Nikagoras was a veteran Rhodian sailor who had worked aboard the Aphrodite for several years by the time the ship sailed to Alexandria. In that time, he had impressed Menedemos as a sensible seaman. When the Aphrodite was conscripted into the Egyptian navy before the Battle of Salamis, she had to keep her oars manned all day and night. Thus, it was periodically necessary for a sailor to relieve Diokles of his duties as keleustes so he could sleep. Diokles selected Nikagoras for this task. Nikagoras did a good job and was paid a bonus for service above his pay grade.

Literary Note[]

Since Nikagoras is said to have sailed aboard the Aphrodite for several years it seems very likely that he was included among unnamed sailors in earlier books in the series. However, as of this writing, his only definitive appearance has been in Salamis.

Okumenes[]

S

Okumenes was a sailor in the Egyptian navy serving aboard Blepyros's ship. With Ptolemaios's blessing, Menedemos asked Blepyros to assign six of his rowers to the Aphrodite. Okumenes was one of these. Though he had served on a huge war galley prior to his reassignment, Okumenes was so comfortable rowing on a fast, light ship that--combined with his Cretan origins--Sostratos found himself wondering whether Okumenes had ever served aboard a pirate ship.

Rhinias[]

S

Rhinias was a sailor who passed out when the Aphrodite required a long sustained burst of speed to escape capture by one of Demetrios's war galleys. Diokles immediately took over his oar, while Sostratos in turn took over the duties of keleustes. After dark he regained consciousness and sought to resume his station immediately, but Sostratos and Diokles insisted he rest until the next day.

Thersandros[]

S

Thersandros was one of five sailors who accompanied Sostratos up the Nile to Memphis to sell Damonax's olive oil. On the journey up the Nile, he spoke disdainfully of Egyptian religious customs, for which Sostratos sharply rebuked him. In a private conversation with the tokharkos, Thersandros suggested that, as the Greek-speaking Macedonians had conquered Egypt, Hellenes were under no obligation to respect Egyptian culture. Sostratos replied that Ptolemaios's soldiers would not be any help if an Egyptian in a tavern decided to murder Thersandros for his blasphemy.

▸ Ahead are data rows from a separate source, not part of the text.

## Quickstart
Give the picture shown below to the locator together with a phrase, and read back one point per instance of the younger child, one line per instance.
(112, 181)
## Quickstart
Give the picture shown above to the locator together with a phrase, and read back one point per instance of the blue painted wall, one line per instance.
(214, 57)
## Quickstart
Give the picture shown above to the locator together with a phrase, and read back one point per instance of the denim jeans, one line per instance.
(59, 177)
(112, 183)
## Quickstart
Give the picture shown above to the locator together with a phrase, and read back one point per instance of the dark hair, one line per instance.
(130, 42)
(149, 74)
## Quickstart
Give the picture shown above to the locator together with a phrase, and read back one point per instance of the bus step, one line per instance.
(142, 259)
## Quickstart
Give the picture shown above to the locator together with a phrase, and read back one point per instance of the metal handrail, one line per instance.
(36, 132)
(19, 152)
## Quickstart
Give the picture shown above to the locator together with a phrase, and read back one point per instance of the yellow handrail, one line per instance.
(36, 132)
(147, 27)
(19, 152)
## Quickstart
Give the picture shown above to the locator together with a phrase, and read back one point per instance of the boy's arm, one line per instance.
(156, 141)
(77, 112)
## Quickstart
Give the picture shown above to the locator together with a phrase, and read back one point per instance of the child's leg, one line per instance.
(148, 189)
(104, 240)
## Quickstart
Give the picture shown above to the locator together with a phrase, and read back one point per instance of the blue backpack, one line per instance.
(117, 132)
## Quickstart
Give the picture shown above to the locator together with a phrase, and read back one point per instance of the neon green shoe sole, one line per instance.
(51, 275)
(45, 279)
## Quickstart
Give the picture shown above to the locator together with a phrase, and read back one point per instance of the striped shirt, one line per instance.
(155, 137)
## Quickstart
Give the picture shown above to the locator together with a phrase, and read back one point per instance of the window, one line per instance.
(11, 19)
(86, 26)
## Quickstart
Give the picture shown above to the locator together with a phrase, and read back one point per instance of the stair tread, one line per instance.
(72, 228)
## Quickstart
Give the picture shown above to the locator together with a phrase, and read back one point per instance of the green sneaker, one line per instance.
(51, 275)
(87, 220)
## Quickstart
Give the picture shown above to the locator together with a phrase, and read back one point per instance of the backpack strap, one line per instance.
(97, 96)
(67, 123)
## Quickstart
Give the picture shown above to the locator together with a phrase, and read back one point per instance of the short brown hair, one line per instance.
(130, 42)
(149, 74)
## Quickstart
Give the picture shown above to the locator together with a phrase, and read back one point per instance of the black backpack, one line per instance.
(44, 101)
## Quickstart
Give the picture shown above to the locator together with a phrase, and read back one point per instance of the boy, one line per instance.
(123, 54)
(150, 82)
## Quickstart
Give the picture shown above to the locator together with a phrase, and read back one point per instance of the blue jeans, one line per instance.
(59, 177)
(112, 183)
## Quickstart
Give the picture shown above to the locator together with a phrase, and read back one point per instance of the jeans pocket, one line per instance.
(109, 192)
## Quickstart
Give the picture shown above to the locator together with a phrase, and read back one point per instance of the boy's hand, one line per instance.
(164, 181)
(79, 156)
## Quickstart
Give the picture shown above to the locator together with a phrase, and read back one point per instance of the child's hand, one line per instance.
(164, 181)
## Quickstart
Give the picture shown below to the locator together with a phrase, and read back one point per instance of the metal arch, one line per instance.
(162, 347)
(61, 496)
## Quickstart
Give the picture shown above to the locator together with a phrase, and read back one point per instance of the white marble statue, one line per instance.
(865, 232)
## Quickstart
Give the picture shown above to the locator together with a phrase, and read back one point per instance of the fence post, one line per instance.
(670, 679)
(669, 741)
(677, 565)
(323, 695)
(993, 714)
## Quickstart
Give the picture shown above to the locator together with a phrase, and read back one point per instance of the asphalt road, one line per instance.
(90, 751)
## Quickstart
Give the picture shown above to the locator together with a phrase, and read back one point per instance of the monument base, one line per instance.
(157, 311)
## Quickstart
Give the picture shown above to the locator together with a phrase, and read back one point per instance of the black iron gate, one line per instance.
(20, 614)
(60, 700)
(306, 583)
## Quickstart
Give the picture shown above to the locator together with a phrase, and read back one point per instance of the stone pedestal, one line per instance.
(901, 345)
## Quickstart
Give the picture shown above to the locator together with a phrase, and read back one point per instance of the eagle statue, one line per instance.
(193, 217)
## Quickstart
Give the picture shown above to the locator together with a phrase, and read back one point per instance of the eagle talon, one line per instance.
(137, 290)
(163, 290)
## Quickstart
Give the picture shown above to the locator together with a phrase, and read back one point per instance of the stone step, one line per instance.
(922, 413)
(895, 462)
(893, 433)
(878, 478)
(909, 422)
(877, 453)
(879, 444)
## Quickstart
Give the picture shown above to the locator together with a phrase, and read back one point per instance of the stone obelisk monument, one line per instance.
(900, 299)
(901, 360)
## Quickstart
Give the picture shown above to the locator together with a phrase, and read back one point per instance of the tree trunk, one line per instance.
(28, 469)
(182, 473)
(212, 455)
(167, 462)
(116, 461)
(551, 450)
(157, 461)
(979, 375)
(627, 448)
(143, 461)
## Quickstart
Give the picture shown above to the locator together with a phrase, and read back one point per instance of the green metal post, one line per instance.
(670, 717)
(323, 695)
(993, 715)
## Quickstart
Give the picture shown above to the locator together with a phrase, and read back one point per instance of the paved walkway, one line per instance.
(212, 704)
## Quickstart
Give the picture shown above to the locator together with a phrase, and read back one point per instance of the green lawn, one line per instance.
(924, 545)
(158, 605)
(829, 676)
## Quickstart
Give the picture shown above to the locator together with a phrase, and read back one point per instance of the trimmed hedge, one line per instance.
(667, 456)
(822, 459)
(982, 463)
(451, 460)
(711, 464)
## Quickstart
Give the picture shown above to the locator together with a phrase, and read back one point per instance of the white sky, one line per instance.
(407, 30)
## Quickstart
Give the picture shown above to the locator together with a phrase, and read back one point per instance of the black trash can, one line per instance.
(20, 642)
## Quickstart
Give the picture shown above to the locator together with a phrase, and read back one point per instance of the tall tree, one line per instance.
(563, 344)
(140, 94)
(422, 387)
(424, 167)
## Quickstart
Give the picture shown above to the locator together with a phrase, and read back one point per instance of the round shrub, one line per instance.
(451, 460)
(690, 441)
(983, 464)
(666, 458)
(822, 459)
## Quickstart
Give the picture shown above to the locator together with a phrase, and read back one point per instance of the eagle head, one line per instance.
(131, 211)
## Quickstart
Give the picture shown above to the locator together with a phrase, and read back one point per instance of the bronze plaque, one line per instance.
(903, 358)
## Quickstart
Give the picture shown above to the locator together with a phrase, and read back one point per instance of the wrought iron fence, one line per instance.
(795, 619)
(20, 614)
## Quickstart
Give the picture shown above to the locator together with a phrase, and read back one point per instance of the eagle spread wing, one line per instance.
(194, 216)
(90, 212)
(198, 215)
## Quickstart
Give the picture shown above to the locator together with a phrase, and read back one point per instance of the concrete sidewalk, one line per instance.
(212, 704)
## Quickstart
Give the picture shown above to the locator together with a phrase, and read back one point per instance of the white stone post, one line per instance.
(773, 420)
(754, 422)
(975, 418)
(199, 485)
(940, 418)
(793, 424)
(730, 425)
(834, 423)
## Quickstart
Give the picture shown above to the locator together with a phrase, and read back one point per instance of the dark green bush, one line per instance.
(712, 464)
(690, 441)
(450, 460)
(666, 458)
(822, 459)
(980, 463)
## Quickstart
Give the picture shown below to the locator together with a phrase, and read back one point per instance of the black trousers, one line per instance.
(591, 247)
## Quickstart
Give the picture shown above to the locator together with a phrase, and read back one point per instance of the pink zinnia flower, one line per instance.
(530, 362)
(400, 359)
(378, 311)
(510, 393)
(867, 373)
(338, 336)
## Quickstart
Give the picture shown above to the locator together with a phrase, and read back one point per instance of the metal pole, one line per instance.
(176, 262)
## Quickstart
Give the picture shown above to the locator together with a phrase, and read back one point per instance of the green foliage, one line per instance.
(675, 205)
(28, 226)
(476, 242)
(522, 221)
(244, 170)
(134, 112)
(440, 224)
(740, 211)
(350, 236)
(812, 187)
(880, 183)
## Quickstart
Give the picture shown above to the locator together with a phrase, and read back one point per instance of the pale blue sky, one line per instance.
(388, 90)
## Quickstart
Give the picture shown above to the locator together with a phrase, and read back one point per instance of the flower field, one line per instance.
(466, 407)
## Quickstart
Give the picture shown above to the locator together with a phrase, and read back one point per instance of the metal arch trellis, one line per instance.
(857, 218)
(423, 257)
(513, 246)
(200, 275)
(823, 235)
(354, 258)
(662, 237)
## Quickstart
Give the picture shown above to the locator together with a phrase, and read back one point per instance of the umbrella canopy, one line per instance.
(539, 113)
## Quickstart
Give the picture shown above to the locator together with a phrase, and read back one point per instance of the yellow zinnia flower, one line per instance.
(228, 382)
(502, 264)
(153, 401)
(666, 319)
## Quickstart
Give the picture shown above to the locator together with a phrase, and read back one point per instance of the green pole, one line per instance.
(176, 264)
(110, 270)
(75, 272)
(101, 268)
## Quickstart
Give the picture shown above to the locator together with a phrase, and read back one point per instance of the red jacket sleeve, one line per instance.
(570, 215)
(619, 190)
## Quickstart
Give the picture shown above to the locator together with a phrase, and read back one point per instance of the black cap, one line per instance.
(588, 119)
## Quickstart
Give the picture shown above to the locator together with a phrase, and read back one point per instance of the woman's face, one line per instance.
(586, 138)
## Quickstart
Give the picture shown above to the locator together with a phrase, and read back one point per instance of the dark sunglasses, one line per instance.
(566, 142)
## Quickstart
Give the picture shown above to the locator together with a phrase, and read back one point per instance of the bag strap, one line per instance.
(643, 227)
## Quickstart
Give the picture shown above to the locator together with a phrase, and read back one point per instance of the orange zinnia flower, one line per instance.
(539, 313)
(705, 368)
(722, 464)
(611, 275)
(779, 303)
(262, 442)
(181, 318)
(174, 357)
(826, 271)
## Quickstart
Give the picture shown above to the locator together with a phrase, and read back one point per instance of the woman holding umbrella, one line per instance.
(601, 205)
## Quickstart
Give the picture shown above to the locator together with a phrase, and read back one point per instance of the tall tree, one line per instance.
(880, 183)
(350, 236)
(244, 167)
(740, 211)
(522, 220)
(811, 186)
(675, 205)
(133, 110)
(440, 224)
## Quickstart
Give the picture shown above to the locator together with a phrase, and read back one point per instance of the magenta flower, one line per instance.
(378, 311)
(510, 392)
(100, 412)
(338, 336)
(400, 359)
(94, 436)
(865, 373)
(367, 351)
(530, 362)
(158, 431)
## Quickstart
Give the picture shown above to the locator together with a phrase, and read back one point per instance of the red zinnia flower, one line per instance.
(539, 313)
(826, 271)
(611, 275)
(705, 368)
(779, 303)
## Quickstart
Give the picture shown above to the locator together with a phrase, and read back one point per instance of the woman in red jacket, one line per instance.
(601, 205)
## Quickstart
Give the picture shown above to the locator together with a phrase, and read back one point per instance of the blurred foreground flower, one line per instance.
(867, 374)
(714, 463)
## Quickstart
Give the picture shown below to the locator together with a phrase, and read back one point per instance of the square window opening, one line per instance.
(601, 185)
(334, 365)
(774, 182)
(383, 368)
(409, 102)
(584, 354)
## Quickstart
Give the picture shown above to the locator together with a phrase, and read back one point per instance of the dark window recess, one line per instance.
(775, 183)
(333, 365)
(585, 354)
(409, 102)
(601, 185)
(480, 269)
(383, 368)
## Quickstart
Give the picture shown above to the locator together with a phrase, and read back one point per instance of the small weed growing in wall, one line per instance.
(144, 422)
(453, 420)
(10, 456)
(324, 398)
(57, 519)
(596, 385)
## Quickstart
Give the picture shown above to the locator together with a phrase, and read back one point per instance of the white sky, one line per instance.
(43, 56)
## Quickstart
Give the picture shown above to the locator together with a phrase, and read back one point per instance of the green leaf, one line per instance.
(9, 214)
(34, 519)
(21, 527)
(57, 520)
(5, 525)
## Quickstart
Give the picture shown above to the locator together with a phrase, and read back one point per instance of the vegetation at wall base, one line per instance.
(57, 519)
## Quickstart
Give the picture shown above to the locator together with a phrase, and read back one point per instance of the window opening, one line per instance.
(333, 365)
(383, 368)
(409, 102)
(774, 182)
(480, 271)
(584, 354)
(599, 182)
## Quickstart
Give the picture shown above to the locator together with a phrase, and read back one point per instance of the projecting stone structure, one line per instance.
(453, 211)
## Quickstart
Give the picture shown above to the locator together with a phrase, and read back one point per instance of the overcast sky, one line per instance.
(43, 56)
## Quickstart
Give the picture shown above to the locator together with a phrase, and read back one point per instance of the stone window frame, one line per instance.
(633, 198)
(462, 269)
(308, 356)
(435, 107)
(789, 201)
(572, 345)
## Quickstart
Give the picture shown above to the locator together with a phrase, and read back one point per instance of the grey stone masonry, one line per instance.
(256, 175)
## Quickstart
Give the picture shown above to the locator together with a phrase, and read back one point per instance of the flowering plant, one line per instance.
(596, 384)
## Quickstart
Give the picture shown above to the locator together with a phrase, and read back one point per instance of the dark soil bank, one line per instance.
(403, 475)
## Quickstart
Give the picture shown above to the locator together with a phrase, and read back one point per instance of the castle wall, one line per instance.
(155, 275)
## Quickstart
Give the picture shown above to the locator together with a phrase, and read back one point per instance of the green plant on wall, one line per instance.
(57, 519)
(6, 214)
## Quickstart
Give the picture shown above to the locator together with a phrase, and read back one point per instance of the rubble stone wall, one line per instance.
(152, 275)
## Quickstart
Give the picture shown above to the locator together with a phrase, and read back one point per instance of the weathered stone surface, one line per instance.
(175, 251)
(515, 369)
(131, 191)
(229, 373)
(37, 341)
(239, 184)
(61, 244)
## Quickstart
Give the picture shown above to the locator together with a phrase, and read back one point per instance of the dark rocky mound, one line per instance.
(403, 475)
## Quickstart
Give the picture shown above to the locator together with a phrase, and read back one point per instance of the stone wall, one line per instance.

Despite his disdain for Egyptian culture, Thersandros took advantage of the opportunity to visit the Pyramids when Sostratos paid for an excursion out of Memphis. Later, he carried an amphora of oil to Zoilos's house so Sostratos could make his sales pitch to the merchant.

Trityllos[]

S

Trityllos was one of five sailors who accompanied Sostratos up the Nile to Memphis to sell Damonax's olive oil. While in Memphis, he joined his comrades and Sostratos on an excursion to see the Pyramids. They traveled on camelback. Trityllos was a bit intimidated by the animals' size and feared that the rocking motion of their gait amplified by their great height would make him queasy.